Run: 2, iteration: 1/20, moves: 274, ncost: 4771469.52510799
Run: 2, iteration: 2/20, moves: 140, 

- `cat = [4, 5, 6]`: This line defines a list cat that specifies the indices of the columns that are categorical.
- `KPrototypes(n_clusters=3, verbose=2, max_iter=20)`: This initializes the k-prototypes clustering algorithm 
    - KPrototypes train categorical features using k-modes and numeric features using k-means
    - `n_clusters=3` indicates that the algorithm should form three clusters.
    - `verbose=2` means that the algorithm will output detailed logs about the clustering process. The higher the verbose level, the more information is printed.
    - `max_iter=20` sets the maximum number of iterations the algorithm should run for, preventing it from running indefinitely (default=100).
- `fit(array, categorical=cat)`: This method fits the k-prototypes model to your dataset array. It requires the data and the indices of categorical columns to be specified (provided by cat).

### 3. Display cluster centers

In [10]:
kproto.cluster_centroids_  

array([[ 33.72437358,  40.13553531,  49.98633257,   2.63895216,
          0.        ,   0.        ,   1.        ],
       [ 59.88888889,  58.44444444, 873.66666667,   3.44444444,
          0.        ,   0.        ,   1.        ],
       [ 47.5840708 ,  52.38053097, 228.17699115,   2.85840708,
          0.        ,   0.        ,   1.        ]])

- `kproto.cluster_centroids_`: The centroids of the clusters formed.
- [n_clusters, n_variables] = (3,7)

### 4. Preict clusters for the samples.

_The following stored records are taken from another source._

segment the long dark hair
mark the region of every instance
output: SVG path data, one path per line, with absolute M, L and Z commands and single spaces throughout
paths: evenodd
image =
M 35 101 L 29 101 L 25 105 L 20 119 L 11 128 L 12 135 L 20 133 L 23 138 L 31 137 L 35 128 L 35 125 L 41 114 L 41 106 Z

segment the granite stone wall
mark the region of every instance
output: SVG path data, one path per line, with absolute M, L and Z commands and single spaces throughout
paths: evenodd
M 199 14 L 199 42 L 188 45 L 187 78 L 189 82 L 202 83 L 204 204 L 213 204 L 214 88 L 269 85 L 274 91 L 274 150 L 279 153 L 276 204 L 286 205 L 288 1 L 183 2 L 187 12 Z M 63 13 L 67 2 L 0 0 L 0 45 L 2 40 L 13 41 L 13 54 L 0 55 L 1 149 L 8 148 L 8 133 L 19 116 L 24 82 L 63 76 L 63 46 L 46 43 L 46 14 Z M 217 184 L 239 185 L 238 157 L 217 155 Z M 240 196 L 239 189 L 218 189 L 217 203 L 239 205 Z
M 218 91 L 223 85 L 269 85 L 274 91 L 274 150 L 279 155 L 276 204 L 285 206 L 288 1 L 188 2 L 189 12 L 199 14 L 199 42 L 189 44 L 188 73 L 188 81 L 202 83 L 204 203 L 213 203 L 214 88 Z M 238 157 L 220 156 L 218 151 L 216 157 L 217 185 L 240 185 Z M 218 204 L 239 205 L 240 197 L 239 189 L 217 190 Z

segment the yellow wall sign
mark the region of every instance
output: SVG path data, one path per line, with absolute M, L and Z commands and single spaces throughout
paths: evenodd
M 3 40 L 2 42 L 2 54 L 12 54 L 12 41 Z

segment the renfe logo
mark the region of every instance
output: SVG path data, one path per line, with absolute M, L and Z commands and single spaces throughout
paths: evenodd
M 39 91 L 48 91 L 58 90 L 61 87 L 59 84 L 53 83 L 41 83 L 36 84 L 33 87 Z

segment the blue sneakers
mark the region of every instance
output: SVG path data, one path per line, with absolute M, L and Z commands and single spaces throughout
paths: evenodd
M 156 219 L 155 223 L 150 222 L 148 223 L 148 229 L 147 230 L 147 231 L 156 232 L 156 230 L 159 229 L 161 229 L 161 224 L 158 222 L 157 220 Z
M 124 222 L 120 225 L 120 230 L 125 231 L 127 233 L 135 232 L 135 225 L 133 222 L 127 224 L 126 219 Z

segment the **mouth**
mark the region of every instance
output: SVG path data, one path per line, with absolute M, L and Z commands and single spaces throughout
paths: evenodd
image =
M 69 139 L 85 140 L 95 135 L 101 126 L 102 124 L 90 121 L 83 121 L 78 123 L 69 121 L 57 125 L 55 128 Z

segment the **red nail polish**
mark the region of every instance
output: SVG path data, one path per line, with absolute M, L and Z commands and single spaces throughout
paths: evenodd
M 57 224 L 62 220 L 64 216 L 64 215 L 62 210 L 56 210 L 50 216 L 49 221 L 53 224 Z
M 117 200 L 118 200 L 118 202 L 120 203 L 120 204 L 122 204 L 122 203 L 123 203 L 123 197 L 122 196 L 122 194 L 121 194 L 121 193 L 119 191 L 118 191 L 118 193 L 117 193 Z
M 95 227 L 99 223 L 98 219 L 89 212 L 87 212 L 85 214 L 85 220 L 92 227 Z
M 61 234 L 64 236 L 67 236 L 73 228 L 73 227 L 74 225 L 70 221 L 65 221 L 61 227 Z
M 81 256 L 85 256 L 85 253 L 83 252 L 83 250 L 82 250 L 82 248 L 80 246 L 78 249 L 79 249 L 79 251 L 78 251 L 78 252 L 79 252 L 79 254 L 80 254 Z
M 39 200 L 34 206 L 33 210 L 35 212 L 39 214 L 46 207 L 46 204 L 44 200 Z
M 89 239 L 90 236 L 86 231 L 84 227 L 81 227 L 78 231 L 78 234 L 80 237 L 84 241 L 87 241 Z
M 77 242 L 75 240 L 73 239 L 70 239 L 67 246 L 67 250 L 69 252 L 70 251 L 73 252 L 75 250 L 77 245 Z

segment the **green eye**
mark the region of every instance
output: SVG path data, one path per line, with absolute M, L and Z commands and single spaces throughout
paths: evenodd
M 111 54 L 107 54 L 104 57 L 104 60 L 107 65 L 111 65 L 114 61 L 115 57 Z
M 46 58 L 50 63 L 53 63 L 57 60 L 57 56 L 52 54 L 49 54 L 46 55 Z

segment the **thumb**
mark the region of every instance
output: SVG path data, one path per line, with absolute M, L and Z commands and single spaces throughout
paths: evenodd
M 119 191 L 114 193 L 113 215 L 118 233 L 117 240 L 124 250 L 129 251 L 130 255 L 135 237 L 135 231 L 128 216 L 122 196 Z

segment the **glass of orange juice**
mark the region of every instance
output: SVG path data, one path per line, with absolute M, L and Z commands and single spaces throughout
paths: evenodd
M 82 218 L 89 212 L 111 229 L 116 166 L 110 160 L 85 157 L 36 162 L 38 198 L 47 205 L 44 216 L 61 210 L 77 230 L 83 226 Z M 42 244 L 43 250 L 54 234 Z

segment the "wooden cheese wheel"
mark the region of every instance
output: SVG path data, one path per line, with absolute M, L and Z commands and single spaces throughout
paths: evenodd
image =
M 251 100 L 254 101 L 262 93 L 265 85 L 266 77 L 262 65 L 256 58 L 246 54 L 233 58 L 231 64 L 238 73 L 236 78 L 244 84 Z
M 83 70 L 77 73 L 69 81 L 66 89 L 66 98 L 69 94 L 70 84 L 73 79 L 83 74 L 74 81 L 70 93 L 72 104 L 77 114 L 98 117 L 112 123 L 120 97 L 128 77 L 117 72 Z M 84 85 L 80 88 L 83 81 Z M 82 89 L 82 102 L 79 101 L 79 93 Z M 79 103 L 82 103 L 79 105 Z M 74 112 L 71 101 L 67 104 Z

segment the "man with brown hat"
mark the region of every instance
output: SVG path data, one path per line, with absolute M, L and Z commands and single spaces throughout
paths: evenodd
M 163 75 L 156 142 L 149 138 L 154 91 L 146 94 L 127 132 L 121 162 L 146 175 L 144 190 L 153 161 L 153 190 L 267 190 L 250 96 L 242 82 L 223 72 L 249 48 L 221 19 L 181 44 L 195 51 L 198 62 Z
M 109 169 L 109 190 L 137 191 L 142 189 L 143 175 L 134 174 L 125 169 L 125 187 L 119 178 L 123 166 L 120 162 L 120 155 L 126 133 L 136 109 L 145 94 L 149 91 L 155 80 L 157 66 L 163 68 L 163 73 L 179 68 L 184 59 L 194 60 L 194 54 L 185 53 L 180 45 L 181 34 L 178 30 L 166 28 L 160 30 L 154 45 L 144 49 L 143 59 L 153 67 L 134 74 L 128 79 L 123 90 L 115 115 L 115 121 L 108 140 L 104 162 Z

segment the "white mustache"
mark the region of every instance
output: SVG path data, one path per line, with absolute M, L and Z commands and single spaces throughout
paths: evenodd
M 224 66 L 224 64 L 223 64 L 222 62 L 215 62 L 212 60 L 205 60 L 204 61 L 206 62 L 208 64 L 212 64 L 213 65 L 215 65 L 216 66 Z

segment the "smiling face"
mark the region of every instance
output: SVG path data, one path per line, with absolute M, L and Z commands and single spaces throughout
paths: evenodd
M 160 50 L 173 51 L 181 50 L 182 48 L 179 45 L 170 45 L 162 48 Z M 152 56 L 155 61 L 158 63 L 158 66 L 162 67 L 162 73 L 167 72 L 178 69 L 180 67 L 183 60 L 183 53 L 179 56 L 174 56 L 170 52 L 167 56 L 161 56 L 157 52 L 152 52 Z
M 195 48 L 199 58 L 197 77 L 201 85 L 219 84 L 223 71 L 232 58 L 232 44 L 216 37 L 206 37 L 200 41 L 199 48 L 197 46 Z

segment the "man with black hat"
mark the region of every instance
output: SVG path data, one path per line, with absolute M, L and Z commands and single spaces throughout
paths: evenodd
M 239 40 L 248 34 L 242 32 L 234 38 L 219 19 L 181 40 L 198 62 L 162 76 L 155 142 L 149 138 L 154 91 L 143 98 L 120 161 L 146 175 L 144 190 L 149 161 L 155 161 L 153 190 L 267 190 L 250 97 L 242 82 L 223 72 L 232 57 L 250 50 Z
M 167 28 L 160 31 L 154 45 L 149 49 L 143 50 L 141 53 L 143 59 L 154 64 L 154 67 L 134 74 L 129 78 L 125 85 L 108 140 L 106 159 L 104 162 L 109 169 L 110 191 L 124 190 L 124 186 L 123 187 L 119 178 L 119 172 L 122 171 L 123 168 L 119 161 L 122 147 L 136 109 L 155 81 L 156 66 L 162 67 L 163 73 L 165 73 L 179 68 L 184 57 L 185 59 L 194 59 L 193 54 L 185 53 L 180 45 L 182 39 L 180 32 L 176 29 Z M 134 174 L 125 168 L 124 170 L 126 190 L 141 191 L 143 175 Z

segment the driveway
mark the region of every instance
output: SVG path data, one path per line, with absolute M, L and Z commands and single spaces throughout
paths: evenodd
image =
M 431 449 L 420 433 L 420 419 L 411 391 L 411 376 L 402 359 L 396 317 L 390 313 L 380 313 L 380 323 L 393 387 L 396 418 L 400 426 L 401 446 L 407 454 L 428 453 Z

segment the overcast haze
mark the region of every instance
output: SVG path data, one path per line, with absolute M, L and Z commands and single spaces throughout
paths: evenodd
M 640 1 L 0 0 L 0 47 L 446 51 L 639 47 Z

Display samples that belong to Cluster=1

In [11]:
# Prediction

cls=kproto.predict(array, categorical=cat)
df['cluster'] = cls
df.head()
# df['cluster'] = kproto.labels_  # alternative

Unnamed: 0,tenure,age,income,ed,marital,retire,gender,cluster
0,13,44,64,4,1,0,0,0
1,11,33,136,5,1,0,0,0
2,68,52,116,1,1,0,1,0
3,33,33,33,2,0,0,1,0
4,23,30,30,1,1,0,0,0


- `cls = kproto.predict(array, categorical=cat)`: This line predicts the closest cluster for each sample
- `df['cluster'] = cls` : This line adds a new column to the original DataFrame, labeled 'cluster', which contains the cluster assignments for each row. 
- `df['cluster'] = kproto.labels_` is an alternative way to achieve the same result without calling the predict method. After fitting a k-prototypes model, the labels_ attribute contains the cluster labels for each point.

In [12]:
df[df['cluster']==1].head()

Unnamed: 0,tenure,age,income,ed,marital,retire,gender,cluster
208,72,64,674,4,0,0,1,1
401,41,52,928,3,0,0,0,1
409,39,59,1668,4,0,0,1,1
680,65,59,732,3,0,0,1,1
799,66,54,591,4,1,0,1,1


- `df['cluster'] == 1`: creates a Boolean series. It goes through the 'cluster' column and checks each row to see whether its value is equal to 1. If a row has the value 1, the corresponding entry in the Boolean series is True; otherwise, it's False.
- `df[df['cluster'] == 1]`: This is a DataFrame indexing operation using the Boolean series. It selects only the rows in df where the Boolean series is True, i.e., only the rows belonging to cluster 1. This operation effectively filters the DataFrame to contain only the data from cluster 1.